D'après Socrate le Scolastique, vers 440 :

« Contre elle alors s’arma la jalousie ; comme en effet elle commençait à rencontrer assez souvent Oreste, cela déclencha contre elle une calomnie chez le peuple des chrétiens, selon laquelle elle était bien celle qui empêchait des relations amicales entre Oreste et l’évêque. Et donc des hommes excités, à la tête desquels se trouvait un certain Pierre le lecteur, montent un complot contre elle et guettent Hypatie qui rentrait chez elle : la jetant hors de son siège, ils la traînent à l’église qu’on appelait le Césareum, et l’ayant dépouillée de son vêtement, ils la frappèrent à coups de tessons ; l’ayant systématiquement mise en pièces, ils chargèrent ses membres jusqu’en haut du Cinarôn et les anéantirent par le feu. Ce qui ne fut pas sans porter atteinte à l’image de Cyrille et de l’Église d’Alexandrie ; car c’était tout à fait gênant, de la part de ceux qui se réclamaient du Christ que des meurtres, des bagarres et autres actes semblables soient cautionnés par le patriarche. Et cela eut lieu la quatrième année de l’épiscopat de Cyrille, la dixième année du règne d’Honorius, la sixième du règne de Théodose, au mois de mars, pendant le Carême4. »

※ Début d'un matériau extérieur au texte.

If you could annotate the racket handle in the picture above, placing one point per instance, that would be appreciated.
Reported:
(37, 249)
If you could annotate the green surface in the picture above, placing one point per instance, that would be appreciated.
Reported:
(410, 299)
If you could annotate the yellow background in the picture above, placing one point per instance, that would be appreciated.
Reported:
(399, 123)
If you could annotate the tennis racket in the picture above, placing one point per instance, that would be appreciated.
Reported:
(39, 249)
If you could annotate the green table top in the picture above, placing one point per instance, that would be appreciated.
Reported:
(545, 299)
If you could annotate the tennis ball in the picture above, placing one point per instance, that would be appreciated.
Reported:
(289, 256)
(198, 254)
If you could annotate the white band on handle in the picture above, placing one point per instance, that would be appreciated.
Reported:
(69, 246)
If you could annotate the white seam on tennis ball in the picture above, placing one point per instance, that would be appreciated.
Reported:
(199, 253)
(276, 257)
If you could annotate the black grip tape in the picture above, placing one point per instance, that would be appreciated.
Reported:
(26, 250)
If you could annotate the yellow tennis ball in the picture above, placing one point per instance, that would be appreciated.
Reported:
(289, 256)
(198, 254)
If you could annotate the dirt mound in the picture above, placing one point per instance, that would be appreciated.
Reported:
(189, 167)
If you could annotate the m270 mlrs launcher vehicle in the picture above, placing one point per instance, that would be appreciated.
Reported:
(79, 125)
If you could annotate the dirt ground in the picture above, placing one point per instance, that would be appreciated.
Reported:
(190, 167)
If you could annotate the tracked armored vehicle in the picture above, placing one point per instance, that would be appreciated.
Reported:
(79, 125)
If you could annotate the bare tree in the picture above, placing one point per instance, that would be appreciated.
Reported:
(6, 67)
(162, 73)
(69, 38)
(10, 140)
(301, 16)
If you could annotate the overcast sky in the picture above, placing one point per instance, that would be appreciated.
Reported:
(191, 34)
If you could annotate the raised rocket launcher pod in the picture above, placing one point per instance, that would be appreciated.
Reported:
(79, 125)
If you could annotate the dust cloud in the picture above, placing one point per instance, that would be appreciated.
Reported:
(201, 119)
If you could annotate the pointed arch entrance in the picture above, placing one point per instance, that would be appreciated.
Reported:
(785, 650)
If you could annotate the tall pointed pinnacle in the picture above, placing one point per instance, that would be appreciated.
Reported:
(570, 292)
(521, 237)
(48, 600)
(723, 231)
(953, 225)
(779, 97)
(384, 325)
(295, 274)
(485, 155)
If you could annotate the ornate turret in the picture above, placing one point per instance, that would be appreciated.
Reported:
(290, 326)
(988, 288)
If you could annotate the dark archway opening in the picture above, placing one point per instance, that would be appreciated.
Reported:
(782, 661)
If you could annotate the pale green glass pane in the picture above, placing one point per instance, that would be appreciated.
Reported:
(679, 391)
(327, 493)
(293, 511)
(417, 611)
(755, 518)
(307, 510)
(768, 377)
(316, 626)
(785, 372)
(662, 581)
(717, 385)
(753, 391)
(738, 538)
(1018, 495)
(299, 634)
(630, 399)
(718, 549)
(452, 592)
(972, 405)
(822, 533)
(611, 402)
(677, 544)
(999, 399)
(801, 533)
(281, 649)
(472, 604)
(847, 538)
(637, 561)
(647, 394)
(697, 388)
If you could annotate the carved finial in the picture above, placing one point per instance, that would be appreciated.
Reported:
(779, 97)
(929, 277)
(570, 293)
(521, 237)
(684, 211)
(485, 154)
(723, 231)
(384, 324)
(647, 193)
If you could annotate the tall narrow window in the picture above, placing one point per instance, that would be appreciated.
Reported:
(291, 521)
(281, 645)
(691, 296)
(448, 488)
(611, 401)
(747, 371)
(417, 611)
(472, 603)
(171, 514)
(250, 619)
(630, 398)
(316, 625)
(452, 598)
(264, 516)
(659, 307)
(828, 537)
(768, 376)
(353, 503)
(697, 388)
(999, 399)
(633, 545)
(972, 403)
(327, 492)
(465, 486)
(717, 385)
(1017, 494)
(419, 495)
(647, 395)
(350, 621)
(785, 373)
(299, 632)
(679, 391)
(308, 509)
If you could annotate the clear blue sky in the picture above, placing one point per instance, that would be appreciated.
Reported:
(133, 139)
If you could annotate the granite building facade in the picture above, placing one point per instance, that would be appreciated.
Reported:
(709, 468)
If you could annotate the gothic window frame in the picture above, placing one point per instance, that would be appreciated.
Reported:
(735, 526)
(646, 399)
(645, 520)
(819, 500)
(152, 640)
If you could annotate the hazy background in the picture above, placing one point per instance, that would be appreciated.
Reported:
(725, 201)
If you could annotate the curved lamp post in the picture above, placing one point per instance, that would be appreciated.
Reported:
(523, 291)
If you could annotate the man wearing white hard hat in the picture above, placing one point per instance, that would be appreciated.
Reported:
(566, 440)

D'après Jean de Nikiou (Nicée), au viie siècle:

« En ces temps apparut une femme philosophe, une païenne nommée Hypatie, et elle se consacrait à plein temps à la magie [théurgie, selon Michel Tardieu], aux astrolabes et aux instruments de musique, et elle ensorcela beaucoup de gens par ses dons sataniques. Et le gouverneur de la cité l'honorait excessivement; en effet, elle l'avait ensorcelé par sa magie. Et il cessa d'aller à l'église comme c'était son habitude.... Une multitude de croyants s'assembla guidée par Pierre le magistrat – lequel était sous tous aspects un parfait croyant en Jésus-Christ – et ils entreprirent de trouver cette femme païenne qui avait ensorcelé le peuple de la cité et le préfet par ses sortilèges. Et quand ils apprirent où elle était, ils la trouvèrent assise et l'ayant arrachée à son siège, ils la trainèrent jusqu'à la grande église appelée Césarion. On était dans les jours de jeûne. Et ils déchirèrent ses vêtements et la firent traîner (derrière un char) dans les rues de la ville jusqu'à ce qu'elle mourût. Et ils la transportèrent à un endroit nommé Cinaron où ils brûlèrent son corps. Et tous les gens autour du patriarche Cyrille l'appelèrent « le nouveau Théophile », car il avait détruit les derniers restes d'idolâtrie dans la cité. »


Charles-Antoine () a dit:
Certes...


Frederico () a dit:
Le film avait un distributeur suisse qui pour finir a lâcher l'affaire et les gars du Bellevaux font venir une copie. Agora sort donc à Lausanne le 27 Octobre.